Harvard Business Review on Collaboration and Innovation

|

I came across a recent article in Computerworld in the US which discussed the role of the CIO as an 'innovation czar' based on an article in the Harvard Business Review. Actually, it's not so much something inherent in a change in the role of the CIO, but is more dependent on having 'broad-based individuals' as CIOs who have used their time in the role to demonstrate an ability to think and act systemically and in an integrative manner across the entire enterprise. Those that do are asked to take on additional responsibility, the main drivers of which are a desire to pursue growth and innovation initiatives alongside the focus on productivity, efficiency, and compliance.

The Computerworld article and Harvard Business Review piece discuss the setting up of two groups within the enterprise: the Distributed Innovation Group (DIG) and the Enterprise Integration Group (EIG).

DIG "acts as a centre of expertise for support of innovation and creativity, communicates and publicizes promising ideas, and provides initial funding and scarce specialized skills that may be required for the early evaluation/testing of the idea." As part of its contribution, IT provides  the tools that facilitate communication, collaboration, and monitoring.

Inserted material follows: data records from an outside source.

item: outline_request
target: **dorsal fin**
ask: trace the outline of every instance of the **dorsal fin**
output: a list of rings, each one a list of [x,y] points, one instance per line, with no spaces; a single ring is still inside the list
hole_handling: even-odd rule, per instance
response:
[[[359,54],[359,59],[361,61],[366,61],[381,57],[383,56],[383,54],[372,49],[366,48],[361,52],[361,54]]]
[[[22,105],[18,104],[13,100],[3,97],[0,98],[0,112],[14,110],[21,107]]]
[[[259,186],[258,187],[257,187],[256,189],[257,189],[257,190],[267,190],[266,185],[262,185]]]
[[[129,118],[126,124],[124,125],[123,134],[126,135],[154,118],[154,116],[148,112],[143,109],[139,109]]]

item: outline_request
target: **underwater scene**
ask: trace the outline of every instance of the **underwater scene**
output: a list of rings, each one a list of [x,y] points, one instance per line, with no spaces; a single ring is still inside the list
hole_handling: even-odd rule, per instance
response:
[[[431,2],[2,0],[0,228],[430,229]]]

EIG "is responsible for enterprisewide business process management and improvement, and manages the corporate portfolio of integration initiatives. It serves as a centre of excellence for skills required in process improvement and is responsible for new ideas on future-oriented enterprise architecture."

The Harvard Business Review piece says that "companies rely on IT as a catalyst, enabler, and component of the new products, services, channels, processes, and business models, as well as the way to encourage innovators to collaborate. And with its extensive experience working at the heart of major business-change initiatives of all kinds--implementing common infrastructures, shared databases, and cross-functional and enterprise systems--IT is often the corporation's de facto centre of expertise in business integration."